The Wall Street Journal today:
Wall Street brokerages are pushing customers to take out billions of dollars in loans backed by stocks and bonds, a trend that yields lucrative fees for the firms but poses risks for borrowers.
Josh here – It’s a new world. Investors have discovered that costs matter a great deal to their investment returns, second in importance only to their own behavior. If you’re an advisor offering the highest cost, most potentially conflicted wealth management solution in the industry, how do you keep your clients?
Inertia is one answer.
The other answer is to become a debt concierge. Which is the route that many wirehouse wealth managers have taken.
I’m not going to judge this as good or bad.
It’s just a reality. Clients paying for investment management will be stickier at firms where they’ve also borrowed against their portfolio’s stocks and bonds. Furthermore, the advisors are more likely than not to offer this borrowing option when it allows them to hold client relationships tighter and add a second revenue stream on the same assets under management – “I get paid for the portfolio management and I get paid for the money I lend the client against it too.”
Of course this is popular. The rates to the client are competitive and the process is streamlined – these loans aren’t even underwritten because the collateral is literally sitting at the firm already in the form of securities which can liquidated in a second to cover the non-performers.
Securities Based Lending is an old business and has its proper uses. It’s just that there’s never been a good idea on Wall Street that hasn’t been taken to its ludicrous extreme. Registered Investment Advisory firms (RIAs) are now being armed with the ability to make the same kinds of loans, although they cannot be considered a fiduciary if they profit from them. It’s also probably not great advice to encourage clients to take on additional debt just because it’s available. So for those reasons, there is a huge delta between securities based lending at the wirehouses and brokerage firms versus the RIA firms.

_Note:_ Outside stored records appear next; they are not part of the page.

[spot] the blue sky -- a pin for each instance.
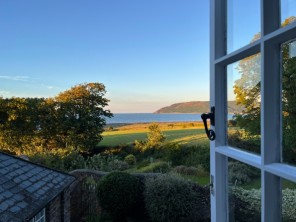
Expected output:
(148, 53)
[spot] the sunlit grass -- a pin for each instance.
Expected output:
(184, 133)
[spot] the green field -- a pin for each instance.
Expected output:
(182, 133)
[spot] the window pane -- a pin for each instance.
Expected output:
(289, 101)
(242, 28)
(288, 11)
(244, 192)
(289, 201)
(243, 93)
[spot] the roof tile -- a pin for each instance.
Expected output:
(26, 187)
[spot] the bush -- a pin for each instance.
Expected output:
(120, 195)
(245, 205)
(169, 198)
(117, 165)
(130, 159)
(157, 167)
(244, 141)
(193, 171)
(240, 173)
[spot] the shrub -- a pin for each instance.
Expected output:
(157, 167)
(130, 159)
(245, 205)
(244, 141)
(117, 165)
(187, 155)
(194, 171)
(169, 198)
(240, 173)
(120, 195)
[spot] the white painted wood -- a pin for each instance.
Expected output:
(272, 170)
(240, 155)
(219, 194)
(285, 171)
(271, 199)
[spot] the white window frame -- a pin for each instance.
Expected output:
(39, 217)
(270, 161)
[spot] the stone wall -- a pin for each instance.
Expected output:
(59, 209)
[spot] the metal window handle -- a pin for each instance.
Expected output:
(210, 133)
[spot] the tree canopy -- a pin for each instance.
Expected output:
(74, 118)
(247, 91)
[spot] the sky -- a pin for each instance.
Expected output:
(147, 53)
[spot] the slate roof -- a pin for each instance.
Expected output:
(26, 188)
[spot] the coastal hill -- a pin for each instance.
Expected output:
(196, 107)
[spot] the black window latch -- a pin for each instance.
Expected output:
(210, 133)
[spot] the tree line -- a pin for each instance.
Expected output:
(73, 119)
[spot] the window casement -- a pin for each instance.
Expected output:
(260, 64)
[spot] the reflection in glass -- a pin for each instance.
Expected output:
(244, 192)
(288, 11)
(243, 95)
(288, 201)
(242, 28)
(289, 101)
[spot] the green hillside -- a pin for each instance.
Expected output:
(196, 107)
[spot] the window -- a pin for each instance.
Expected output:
(258, 73)
(39, 217)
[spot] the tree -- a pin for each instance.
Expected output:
(75, 118)
(247, 91)
(80, 115)
(18, 123)
(154, 140)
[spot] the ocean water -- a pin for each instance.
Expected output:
(153, 117)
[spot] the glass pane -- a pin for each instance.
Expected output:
(242, 28)
(289, 201)
(243, 94)
(289, 101)
(288, 11)
(244, 192)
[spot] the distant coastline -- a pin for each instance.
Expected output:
(129, 118)
(196, 107)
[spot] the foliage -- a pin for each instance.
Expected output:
(67, 161)
(244, 141)
(117, 165)
(156, 167)
(193, 171)
(120, 194)
(289, 205)
(155, 138)
(130, 159)
(247, 91)
(74, 118)
(240, 173)
(246, 204)
(187, 155)
(169, 198)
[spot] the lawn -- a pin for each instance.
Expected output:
(183, 133)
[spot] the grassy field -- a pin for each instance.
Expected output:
(184, 133)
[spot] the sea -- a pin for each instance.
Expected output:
(120, 118)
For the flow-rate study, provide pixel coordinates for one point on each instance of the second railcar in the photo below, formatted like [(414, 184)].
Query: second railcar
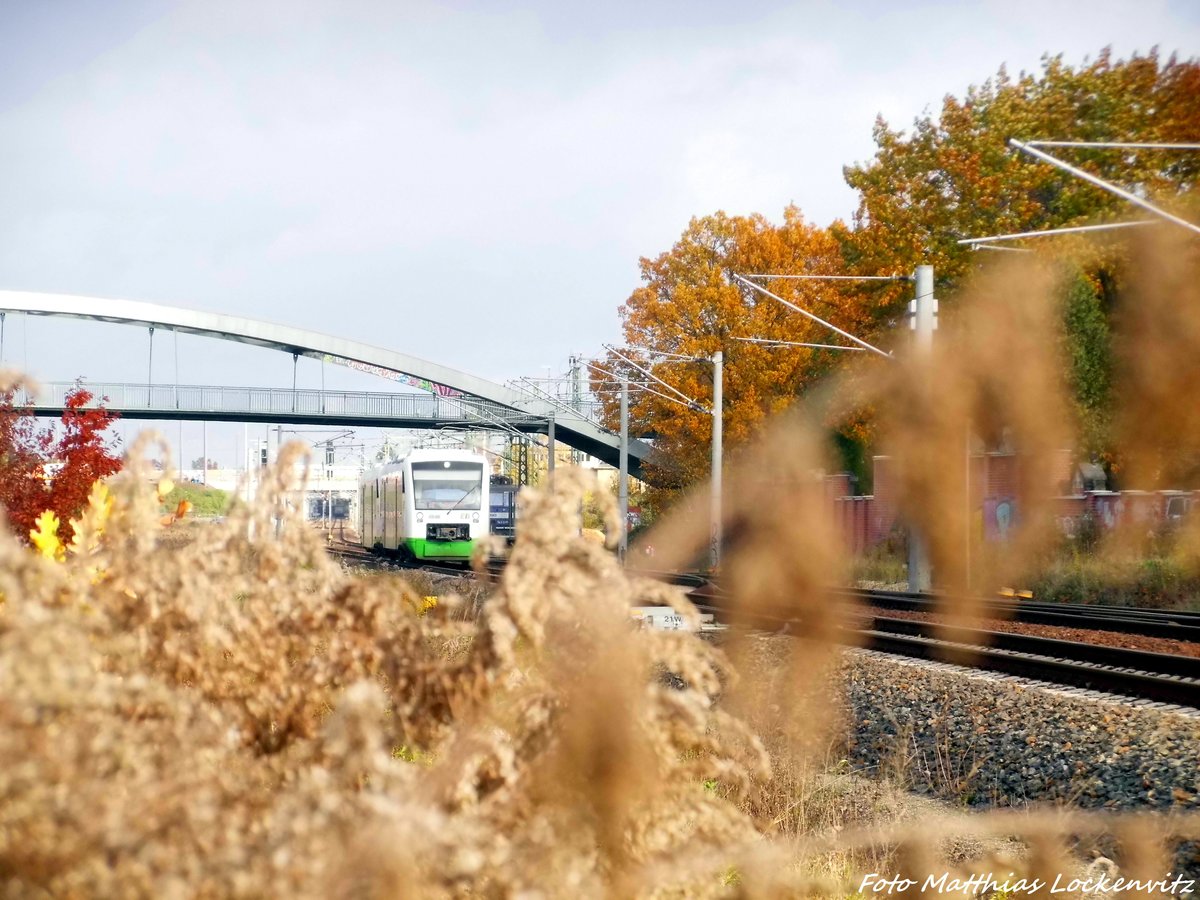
[(433, 504)]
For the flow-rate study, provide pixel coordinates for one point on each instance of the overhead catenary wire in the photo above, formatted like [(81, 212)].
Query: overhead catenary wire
[(651, 375), (814, 317), (1102, 184), (1051, 232), (1115, 144), (694, 407), (829, 277), (771, 342)]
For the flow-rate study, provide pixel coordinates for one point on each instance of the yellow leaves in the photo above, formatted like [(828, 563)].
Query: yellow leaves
[(45, 537), (181, 510), (424, 605)]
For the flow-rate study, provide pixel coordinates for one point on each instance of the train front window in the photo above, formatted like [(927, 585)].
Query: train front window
[(448, 485)]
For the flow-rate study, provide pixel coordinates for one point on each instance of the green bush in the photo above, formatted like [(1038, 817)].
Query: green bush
[(205, 502)]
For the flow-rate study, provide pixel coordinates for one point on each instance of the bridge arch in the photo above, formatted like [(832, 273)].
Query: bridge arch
[(574, 431)]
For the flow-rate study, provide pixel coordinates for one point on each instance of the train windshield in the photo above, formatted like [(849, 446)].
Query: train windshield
[(448, 485)]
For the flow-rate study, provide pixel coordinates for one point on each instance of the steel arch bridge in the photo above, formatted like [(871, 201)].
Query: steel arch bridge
[(455, 399)]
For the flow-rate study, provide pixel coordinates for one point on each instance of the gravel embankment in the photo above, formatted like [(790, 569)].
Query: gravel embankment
[(979, 738)]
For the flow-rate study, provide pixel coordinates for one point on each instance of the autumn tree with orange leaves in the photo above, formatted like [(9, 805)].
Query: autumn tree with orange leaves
[(952, 175), (53, 468), (690, 305)]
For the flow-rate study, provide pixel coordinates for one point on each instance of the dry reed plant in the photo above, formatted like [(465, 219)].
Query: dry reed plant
[(238, 717)]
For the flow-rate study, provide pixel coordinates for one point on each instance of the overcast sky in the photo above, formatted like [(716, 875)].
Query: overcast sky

The Wall Street Journal has a new story about the trend:
I wrote about it years ago for Fortune:
The bottom line is that if you have a client who has high interest loans outstanding and you can lower their borrowing rate with an SBL, that’s probably a good idea. However, if you’re out there just attaching loans to everyone’s portfolio to lock their accounts in and double your revenue stream, you’re a pig and the next bear market is going to reveal what a terrible advisor you truly are.